TOLL OF DEAD IN MINE BLAST SOARS TO 21.

23 OTHER MINERS BADLY INJURED IN BIRMINGHAM DISASTER SUNDAY MORNING.

Birmingham, Ala., Aug. 30. -- (AP) -- Twenty-one dead were counted today from the two gas explosions which late Saturday and early yesterday tore through the Republic Steel Corporation's No. 2 Sayreton mine here.
Twenty-three others were burned, several of the critically.
Among the dead were E. J. McCROSSIN, chief state mine inspector; GEORGE FERGUSON, Sayrerton night superintendent, and WILLIAM GOODWIN, chief mine inspector here for Republic. They headed rescue parties which entered the mine after the first blast.
E. I. EVANS, Souchern district manager for Republic, issued this statement of the disaster:
"The first explosion (at 10:20 p. m. Saturday) seriously interrupted the ventilating system and damaged the stoppings, doors and regulators in the ninth left section area. The second explosion at 12:40 a. m. yesterday was more violent and extended the damage which already existed and started eight small fires."
Origin Of Blast Unknown.
EVANS said the origin of the explosions was unknown.

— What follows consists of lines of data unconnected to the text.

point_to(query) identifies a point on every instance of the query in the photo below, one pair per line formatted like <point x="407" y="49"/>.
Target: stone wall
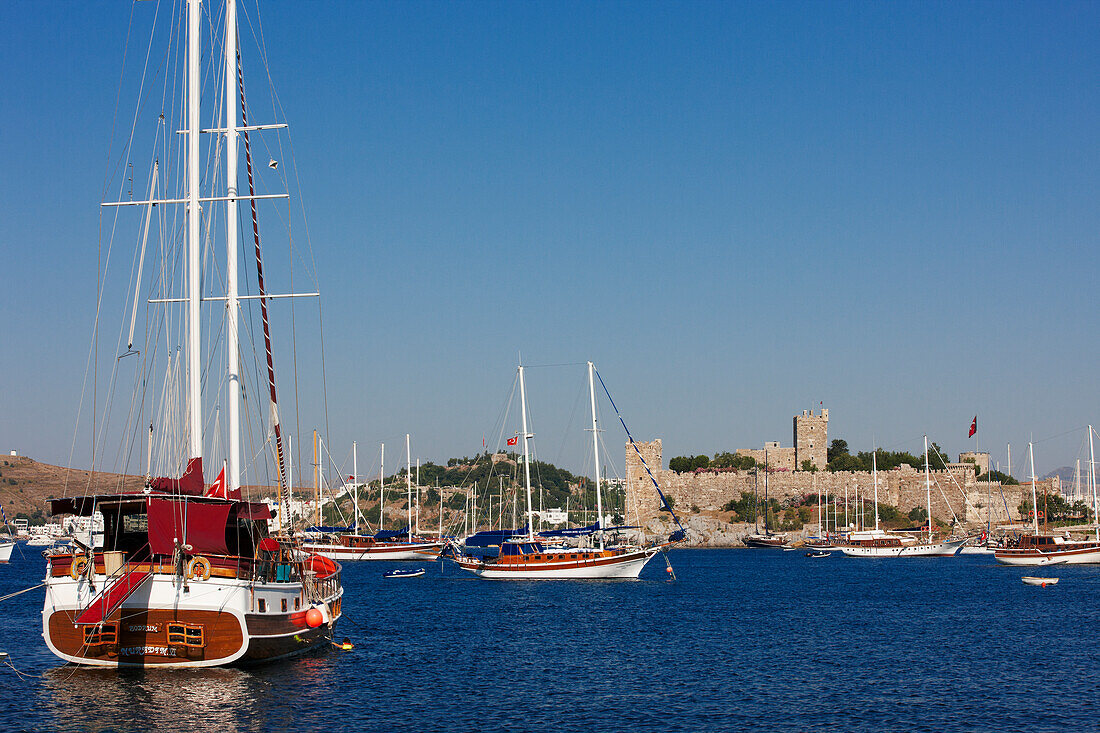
<point x="953" y="490"/>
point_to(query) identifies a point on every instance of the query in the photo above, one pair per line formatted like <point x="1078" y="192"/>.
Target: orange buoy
<point x="314" y="617"/>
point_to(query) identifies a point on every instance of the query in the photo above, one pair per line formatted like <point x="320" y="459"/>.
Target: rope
<point x="664" y="501"/>
<point x="25" y="590"/>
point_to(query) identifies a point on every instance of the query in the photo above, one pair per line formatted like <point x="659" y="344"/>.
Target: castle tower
<point x="639" y="490"/>
<point x="811" y="438"/>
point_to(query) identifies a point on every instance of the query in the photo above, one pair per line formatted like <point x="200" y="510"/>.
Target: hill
<point x="25" y="485"/>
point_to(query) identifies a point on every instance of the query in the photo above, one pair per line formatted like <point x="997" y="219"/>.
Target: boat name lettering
<point x="146" y="651"/>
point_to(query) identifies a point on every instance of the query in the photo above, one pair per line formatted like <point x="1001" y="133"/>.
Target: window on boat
<point x="101" y="634"/>
<point x="186" y="635"/>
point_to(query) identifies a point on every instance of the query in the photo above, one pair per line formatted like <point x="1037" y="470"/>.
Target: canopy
<point x="393" y="534"/>
<point x="491" y="537"/>
<point x="190" y="483"/>
<point x="198" y="524"/>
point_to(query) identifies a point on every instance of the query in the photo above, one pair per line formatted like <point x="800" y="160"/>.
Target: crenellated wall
<point x="956" y="489"/>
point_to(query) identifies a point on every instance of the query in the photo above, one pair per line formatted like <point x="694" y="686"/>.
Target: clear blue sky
<point x="737" y="210"/>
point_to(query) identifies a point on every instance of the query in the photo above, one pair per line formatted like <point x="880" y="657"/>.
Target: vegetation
<point x="840" y="459"/>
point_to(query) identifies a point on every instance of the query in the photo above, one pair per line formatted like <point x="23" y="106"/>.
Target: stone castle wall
<point x="904" y="488"/>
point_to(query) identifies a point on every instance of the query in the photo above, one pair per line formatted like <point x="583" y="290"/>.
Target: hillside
<point x="25" y="484"/>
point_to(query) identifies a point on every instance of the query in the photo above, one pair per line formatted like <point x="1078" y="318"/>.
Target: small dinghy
<point x="403" y="573"/>
<point x="1032" y="580"/>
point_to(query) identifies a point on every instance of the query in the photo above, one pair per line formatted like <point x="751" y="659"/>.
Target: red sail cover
<point x="190" y="483"/>
<point x="200" y="525"/>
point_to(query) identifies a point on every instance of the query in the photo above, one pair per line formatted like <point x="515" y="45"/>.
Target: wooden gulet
<point x="525" y="558"/>
<point x="188" y="575"/>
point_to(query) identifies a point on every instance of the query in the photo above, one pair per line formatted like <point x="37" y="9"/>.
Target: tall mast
<point x="927" y="485"/>
<point x="1092" y="483"/>
<point x="595" y="455"/>
<point x="289" y="483"/>
<point x="1031" y="458"/>
<point x="408" y="482"/>
<point x="317" y="483"/>
<point x="232" y="305"/>
<point x="875" y="473"/>
<point x="194" y="264"/>
<point x="527" y="459"/>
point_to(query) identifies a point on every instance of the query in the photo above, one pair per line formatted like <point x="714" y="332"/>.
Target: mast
<point x="927" y="485"/>
<point x="1031" y="458"/>
<point x="232" y="305"/>
<point x="875" y="473"/>
<point x="317" y="483"/>
<point x="408" y="482"/>
<point x="527" y="459"/>
<point x="289" y="483"/>
<point x="767" y="532"/>
<point x="595" y="455"/>
<point x="194" y="263"/>
<point x="1092" y="484"/>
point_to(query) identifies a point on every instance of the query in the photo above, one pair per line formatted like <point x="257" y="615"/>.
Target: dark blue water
<point x="744" y="639"/>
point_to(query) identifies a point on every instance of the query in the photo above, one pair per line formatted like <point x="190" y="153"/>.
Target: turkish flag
<point x="218" y="489"/>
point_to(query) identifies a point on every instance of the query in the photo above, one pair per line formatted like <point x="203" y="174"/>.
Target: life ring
<point x="199" y="568"/>
<point x="78" y="567"/>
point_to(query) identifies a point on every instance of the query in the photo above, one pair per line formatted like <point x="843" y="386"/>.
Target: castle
<point x="811" y="441"/>
<point x="956" y="491"/>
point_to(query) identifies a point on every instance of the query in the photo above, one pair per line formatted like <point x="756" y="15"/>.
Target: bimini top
<point x="514" y="548"/>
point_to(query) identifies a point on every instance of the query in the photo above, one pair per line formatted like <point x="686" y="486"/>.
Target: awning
<point x="198" y="524"/>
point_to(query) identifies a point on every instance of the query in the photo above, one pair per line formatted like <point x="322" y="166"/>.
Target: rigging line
<point x="635" y="446"/>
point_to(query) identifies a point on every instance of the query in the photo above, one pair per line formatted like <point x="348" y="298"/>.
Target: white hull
<point x="221" y="595"/>
<point x="946" y="548"/>
<point x="419" y="551"/>
<point x="627" y="566"/>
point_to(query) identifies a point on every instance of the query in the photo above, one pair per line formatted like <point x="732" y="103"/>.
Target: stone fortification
<point x="956" y="489"/>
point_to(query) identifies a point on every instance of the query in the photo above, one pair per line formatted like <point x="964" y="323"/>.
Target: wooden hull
<point x="1088" y="555"/>
<point x="626" y="565"/>
<point x="419" y="551"/>
<point x="213" y="622"/>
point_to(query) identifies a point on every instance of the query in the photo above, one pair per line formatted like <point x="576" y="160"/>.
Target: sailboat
<point x="403" y="545"/>
<point x="1051" y="549"/>
<point x="188" y="575"/>
<point x="879" y="543"/>
<point x="526" y="558"/>
<point x="766" y="540"/>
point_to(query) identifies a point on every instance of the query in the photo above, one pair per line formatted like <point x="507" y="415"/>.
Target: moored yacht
<point x="525" y="558"/>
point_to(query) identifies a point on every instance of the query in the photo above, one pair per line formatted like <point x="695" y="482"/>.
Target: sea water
<point x="741" y="639"/>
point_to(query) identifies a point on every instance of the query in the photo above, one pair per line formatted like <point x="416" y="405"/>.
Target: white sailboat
<point x="1049" y="549"/>
<point x="527" y="558"/>
<point x="879" y="543"/>
<point x="188" y="575"/>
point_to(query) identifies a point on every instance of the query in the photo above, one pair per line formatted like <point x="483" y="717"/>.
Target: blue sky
<point x="737" y="210"/>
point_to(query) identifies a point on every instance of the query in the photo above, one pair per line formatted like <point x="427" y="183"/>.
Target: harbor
<point x="507" y="367"/>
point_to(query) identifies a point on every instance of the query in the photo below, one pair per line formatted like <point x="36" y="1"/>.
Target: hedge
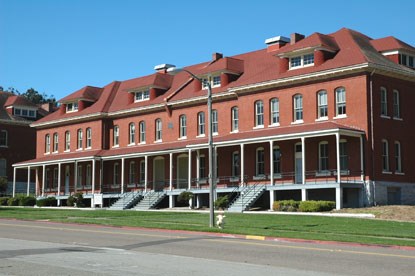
<point x="303" y="206"/>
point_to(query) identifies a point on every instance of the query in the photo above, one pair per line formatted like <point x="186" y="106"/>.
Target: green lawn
<point x="367" y="231"/>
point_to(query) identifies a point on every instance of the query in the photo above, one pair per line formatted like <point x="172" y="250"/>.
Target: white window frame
<point x="201" y="126"/>
<point x="131" y="136"/>
<point x="235" y="119"/>
<point x="159" y="129"/>
<point x="298" y="108"/>
<point x="259" y="114"/>
<point x="274" y="106"/>
<point x="116" y="136"/>
<point x="141" y="96"/>
<point x="322" y="105"/>
<point x="142" y="127"/>
<point x="340" y="94"/>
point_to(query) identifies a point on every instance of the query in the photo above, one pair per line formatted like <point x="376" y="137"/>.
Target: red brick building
<point x="322" y="117"/>
<point x="17" y="138"/>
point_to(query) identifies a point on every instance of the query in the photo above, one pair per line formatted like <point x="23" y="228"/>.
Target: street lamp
<point x="173" y="71"/>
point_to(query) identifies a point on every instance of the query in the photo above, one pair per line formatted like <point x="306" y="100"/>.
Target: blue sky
<point x="60" y="46"/>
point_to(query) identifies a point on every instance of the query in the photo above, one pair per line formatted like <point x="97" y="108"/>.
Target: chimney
<point x="295" y="37"/>
<point x="275" y="43"/>
<point x="162" y="68"/>
<point x="216" y="56"/>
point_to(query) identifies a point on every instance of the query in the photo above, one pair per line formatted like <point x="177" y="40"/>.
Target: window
<point x="202" y="166"/>
<point x="298" y="108"/>
<point x="142" y="95"/>
<point x="275" y="111"/>
<point x="260" y="162"/>
<point x="3" y="138"/>
<point x="142" y="126"/>
<point x="79" y="176"/>
<point x="340" y="101"/>
<point x="322" y="109"/>
<point x="72" y="107"/>
<point x="47" y="143"/>
<point x="55" y="142"/>
<point x="398" y="159"/>
<point x="259" y="114"/>
<point x="277" y="160"/>
<point x="235" y="118"/>
<point x="385" y="156"/>
<point x="383" y="102"/>
<point x="80" y="138"/>
<point x="116" y="136"/>
<point x="344" y="159"/>
<point x="88" y="175"/>
<point x="396" y="105"/>
<point x="67" y="141"/>
<point x="142" y="171"/>
<point x="215" y="127"/>
<point x="88" y="138"/>
<point x="323" y="156"/>
<point x="302" y="61"/>
<point x="132" y="134"/>
<point x="235" y="164"/>
<point x="132" y="173"/>
<point x="3" y="167"/>
<point x="183" y="128"/>
<point x="201" y="124"/>
<point x="158" y="130"/>
<point x="116" y="174"/>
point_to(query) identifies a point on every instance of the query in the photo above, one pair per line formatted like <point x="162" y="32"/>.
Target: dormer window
<point x="214" y="81"/>
<point x="72" y="107"/>
<point x="143" y="95"/>
<point x="302" y="61"/>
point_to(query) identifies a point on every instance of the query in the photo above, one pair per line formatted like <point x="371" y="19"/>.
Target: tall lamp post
<point x="173" y="71"/>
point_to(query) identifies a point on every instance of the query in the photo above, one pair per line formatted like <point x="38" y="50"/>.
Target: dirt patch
<point x="391" y="212"/>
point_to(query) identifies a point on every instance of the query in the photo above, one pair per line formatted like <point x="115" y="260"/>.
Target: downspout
<point x="372" y="135"/>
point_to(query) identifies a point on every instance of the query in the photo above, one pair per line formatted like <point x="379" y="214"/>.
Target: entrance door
<point x="182" y="171"/>
<point x="298" y="164"/>
<point x="67" y="175"/>
<point x="158" y="173"/>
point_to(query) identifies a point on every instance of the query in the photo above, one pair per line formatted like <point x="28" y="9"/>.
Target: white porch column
<point x="122" y="175"/>
<point x="197" y="167"/>
<point x="75" y="176"/>
<point x="190" y="169"/>
<point x="339" y="198"/>
<point x="28" y="181"/>
<point x="338" y="157"/>
<point x="303" y="159"/>
<point x="14" y="181"/>
<point x="93" y="177"/>
<point x="242" y="164"/>
<point x="362" y="169"/>
<point x="43" y="179"/>
<point x="145" y="173"/>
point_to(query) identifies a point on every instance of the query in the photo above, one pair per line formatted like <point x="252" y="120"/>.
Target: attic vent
<point x="162" y="68"/>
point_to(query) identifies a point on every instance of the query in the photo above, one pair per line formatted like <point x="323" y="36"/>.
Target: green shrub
<point x="13" y="201"/>
<point x="185" y="196"/>
<point x="286" y="205"/>
<point x="317" y="206"/>
<point x="27" y="201"/>
<point x="4" y="201"/>
<point x="75" y="200"/>
<point x="48" y="201"/>
<point x="222" y="202"/>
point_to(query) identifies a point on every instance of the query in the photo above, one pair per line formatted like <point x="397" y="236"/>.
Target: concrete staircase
<point x="246" y="198"/>
<point x="126" y="201"/>
<point x="150" y="200"/>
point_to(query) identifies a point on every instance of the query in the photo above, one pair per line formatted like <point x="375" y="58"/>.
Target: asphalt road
<point x="45" y="248"/>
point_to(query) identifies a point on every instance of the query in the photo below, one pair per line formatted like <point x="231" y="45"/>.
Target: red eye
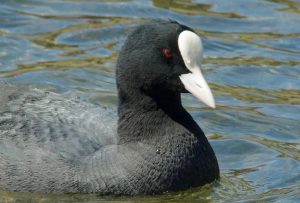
<point x="167" y="53"/>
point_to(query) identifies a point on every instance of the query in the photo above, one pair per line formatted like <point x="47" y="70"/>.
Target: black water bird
<point x="53" y="144"/>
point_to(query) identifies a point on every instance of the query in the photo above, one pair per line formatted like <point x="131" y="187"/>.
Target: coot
<point x="53" y="144"/>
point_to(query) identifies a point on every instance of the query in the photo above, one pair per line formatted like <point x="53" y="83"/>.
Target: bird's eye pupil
<point x="167" y="53"/>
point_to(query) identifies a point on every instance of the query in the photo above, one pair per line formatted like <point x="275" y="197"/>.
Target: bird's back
<point x="45" y="134"/>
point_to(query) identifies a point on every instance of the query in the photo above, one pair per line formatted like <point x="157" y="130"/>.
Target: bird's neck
<point x="146" y="115"/>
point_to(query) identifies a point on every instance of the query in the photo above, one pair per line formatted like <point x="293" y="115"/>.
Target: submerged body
<point x="53" y="144"/>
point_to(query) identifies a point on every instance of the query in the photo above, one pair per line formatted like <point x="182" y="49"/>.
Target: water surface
<point x="252" y="62"/>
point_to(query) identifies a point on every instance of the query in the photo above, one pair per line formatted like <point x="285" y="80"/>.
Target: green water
<point x="252" y="62"/>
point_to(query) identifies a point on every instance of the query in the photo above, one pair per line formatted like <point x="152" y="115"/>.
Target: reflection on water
<point x="252" y="51"/>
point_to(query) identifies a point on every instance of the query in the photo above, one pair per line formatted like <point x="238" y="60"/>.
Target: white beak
<point x="190" y="47"/>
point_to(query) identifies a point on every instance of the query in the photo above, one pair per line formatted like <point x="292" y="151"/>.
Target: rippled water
<point x="252" y="61"/>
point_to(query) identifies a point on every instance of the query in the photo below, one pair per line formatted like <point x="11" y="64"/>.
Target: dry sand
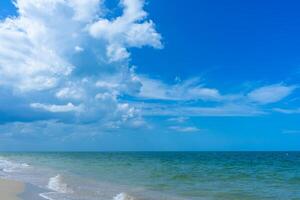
<point x="9" y="190"/>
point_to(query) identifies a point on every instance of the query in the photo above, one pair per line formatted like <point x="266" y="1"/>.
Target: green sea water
<point x="159" y="175"/>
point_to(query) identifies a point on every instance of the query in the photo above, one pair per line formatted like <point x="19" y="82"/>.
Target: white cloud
<point x="227" y="110"/>
<point x="190" y="89"/>
<point x="178" y="119"/>
<point x="41" y="46"/>
<point x="131" y="29"/>
<point x="270" y="93"/>
<point x="186" y="129"/>
<point x="287" y="111"/>
<point x="57" y="108"/>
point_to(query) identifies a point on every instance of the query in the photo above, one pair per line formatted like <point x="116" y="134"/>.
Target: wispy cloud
<point x="271" y="93"/>
<point x="41" y="46"/>
<point x="185" y="129"/>
<point x="287" y="111"/>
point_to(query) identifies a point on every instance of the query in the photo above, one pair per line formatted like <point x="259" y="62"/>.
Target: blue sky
<point x="154" y="75"/>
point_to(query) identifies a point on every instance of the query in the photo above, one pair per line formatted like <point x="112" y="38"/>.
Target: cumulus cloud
<point x="51" y="55"/>
<point x="57" y="108"/>
<point x="131" y="29"/>
<point x="270" y="93"/>
<point x="190" y="89"/>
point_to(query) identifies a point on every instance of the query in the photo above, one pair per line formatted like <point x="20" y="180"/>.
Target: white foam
<point x="56" y="183"/>
<point x="123" y="196"/>
<point x="8" y="166"/>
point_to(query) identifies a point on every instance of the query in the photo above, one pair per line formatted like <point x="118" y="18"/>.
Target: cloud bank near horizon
<point x="68" y="61"/>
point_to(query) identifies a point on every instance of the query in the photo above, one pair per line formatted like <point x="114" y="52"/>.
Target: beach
<point x="9" y="190"/>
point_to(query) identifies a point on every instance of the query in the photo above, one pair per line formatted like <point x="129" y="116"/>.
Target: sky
<point x="154" y="75"/>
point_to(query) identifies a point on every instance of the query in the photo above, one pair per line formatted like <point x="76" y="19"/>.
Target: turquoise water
<point x="159" y="175"/>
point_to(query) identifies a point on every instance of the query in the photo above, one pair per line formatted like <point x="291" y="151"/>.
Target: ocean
<point x="157" y="175"/>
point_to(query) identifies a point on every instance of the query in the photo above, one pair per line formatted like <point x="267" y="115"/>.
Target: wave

FRANK LOGGINS, one of the injured miners, described the first explosion as a "long sheet of flame."
"I was stunned and burned," he said. "I began to stumble in the dark toward the mouth of the slope. My light was out and I stepped on several bodies."
Another miner, ANDY M. KING, said he was "blown at least 30 feet through the air" by the second explosion inside the mine. His hair was singed, but he was otherwise unhurt.
KING, a member of the first rescue group said "when he reached No. 10 left (section of the mine where both explosions occurred), we found six bodies stretched along the track, one behind the other.
"They must have been running when they died."
"Another man was down on his hands and knees, and must have tried to get low to escape the flames."
100 Men Escape Injury.
A company spokesman estimated that 100 of the regular night crew of 135 men made their way to safety unhurt between the explosions.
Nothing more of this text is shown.